Famiglie separate, l’accompagnamento di Fsc

L’associazione “Famiglie cristiane separate”, nel solco dell’Amoris laetitia, in prima linea nell’ascolto delle coppie e nella cura dei figli

L’associazione “Famiglie cristiane separate”, nel solco dell’Amoris laetitia, in prima linea nell’ascolto delle coppie e nella cura dei figli 

«Mi chiamo Giuseppe e non è facile raccontare la croce della separazione», ha iniziato così il suo racconto Giuseppe Capece, membro di Famiglie Separate Cristiane (Fsc), un uomo che ha perso l’unione coniugale e che ha cercato di ritrovare se stesso nella fede attraverso l’associazione. Il suo è stato uno degli interventi della conferenza “Vino e olio sulle ferite. L’esperienza delle rotture in famiglia” che si è tenuto giovedì 30 al Pontificio Istituto Giovanni Paolo II; un segno di attenzione alle famiglie “ferite” nel solco della “Amoris laetitia” di Papa Francesco.

Organizzato da Mario Binasco, professore di Psicologia e psicopatologia della vita matrimoniale e familiare alla Pontificia Università Lateranense, l’evento ha raccontato le iniziative di accompagnamento e sostegno alle famiglie separate che nascono in ambiente cattolico. Il preside dell’Istituto, monsignor Pierangelo Sequeri, ha ringraziato prima dell’inizio: «Ci sono persone pronte a dedicarsi, a restituirsi e farsi tramite di un aiuto che sia di riflessione e di esperienza, questa cosa mi commuove molto».

«L’ascolto è il punto di forza della nostra associazione» – ha spiegato Paola Menaglia, vicepresidente di Fsc. In Italia i nostri gruppi esistono già dagli anni ’90 e stanno vicino «a tutte le categorie di chi si separa – specifica Menaglia -, chi è rimasto fedele al matrimonio, chi si è riaccompagnato o anche risposato». Incontri di preghiera e ritiri spirituali per dare il conforto del Vangelo a chi attraversa una crisi così profonda: «Prima mi sembrava di aver coronato un sogno – ha raccontato Giuseppe – poi lei mi ha detto che non ero l’uomo giusto per lei. Mi sono sentito cadere il mondo addosso, poi ho capito che Cristo aveva sofferto come me».
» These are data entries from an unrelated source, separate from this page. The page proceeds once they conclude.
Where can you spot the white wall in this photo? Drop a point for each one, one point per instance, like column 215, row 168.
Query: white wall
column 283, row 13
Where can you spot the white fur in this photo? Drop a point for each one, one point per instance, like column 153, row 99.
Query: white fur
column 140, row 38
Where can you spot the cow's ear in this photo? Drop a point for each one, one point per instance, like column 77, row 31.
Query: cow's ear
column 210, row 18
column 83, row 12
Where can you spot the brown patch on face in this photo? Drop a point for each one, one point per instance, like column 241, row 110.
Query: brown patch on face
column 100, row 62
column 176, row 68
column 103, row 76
La Chiesa, ha sottolineato Menaglia
, fino a qualche tempo fa stentava ad avere attenzione verso di loro, opinione a cui ha fatto eco in un intervento video della campagna “Soli ma ben accompagnati” don Claudio Occhipinti, assistente spirituale di Fsc: «Sono rimasto stupito nello scoprire che molti miei fratelli parroci chiudevano la porta. Non giudico, anche la mia prima reazione era di rabbia, ma il Vangelo mi dice di accogliere tutti». Così don Mario Della Giovanna da 20 anni porta avanti “La Casa” a Bergamo, un percorso spirituale in cui vengono inserite le coppie che stanno vivendo la separazione.
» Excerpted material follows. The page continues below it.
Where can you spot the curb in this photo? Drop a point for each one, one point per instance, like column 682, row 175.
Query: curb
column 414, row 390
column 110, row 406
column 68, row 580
Accompagnare, discernere e integrare sono le tre parole chiave che Della Giovanna ha tratto dall’enciclica “Amoris laetitia” di Papa Francesco per descrivere le attività del gruppo: «Ma abbiamo iniziato molti anni prima – ha ricordato -, nel 1997, con dei gruppi di preghiera. Volevamo che avessero una casa dove trovare forza. Va accolto in particolare chi soffre la separazione e ha subito il distacco. Il lavoro è di gruppo ma personalizzato». La fine del percorso porta «a incontri con le parrocchie e le comunità diocesane con le quali la persona si riconcilia».
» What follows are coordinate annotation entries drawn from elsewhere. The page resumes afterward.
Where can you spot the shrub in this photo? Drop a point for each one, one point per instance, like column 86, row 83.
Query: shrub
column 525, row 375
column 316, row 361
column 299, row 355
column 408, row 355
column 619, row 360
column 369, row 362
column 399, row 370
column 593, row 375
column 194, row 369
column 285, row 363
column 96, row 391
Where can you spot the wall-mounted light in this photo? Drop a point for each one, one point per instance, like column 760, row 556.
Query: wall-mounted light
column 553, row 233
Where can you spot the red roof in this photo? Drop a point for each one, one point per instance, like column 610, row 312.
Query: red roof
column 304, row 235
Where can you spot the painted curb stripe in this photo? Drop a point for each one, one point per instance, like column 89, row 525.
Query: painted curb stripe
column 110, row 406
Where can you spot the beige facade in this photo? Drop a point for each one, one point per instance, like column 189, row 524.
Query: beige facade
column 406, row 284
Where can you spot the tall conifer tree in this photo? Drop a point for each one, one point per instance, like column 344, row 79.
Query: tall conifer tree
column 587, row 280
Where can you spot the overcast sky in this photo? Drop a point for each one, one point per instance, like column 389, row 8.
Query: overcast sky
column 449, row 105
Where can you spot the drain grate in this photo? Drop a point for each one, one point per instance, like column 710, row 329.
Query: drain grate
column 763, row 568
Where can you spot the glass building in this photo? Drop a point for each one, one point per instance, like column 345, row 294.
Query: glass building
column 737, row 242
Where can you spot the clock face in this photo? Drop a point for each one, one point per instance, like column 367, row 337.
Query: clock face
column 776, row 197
«Mi chiamo Douglas e sono figlio di genitori divorziati». L’altra parte di queste storie sono i figli, ha raccontato nella sua testimonianza padre Douglas de Freitas Ferreira, dottorando all’Istituto Giovanni Paolo II: «Il mio primo ricordo a 3 anni è il litigio dei miei genitori e mio padre che va via. Piangevo e cercavo di riparare mia madre». Anche ai bambini, ha detto con forza padre Ferreira, bisogna dare ascolto: «Io pensavo che quello che era accaduto era sbagliato e tutti invece mi dicevano che era normale, ma non è così. Proprio per i bambini dal 2006, Costanza Marzotto, mediatrice familiare e docente alla Cattolica, porta avanti l’esperienza dei Gruppi di parola: «Sei incontri, in cui facciamo esprimere i bambini, che si concludono con una lettera ai genitori» – ha spiegato. “Perché litigate, che motivo c’è?”, “A me volete bene, ma voi due vi volete ancora bene?” si legge: «Sono parole che altrimenti non avrebbero il coraggio di dire».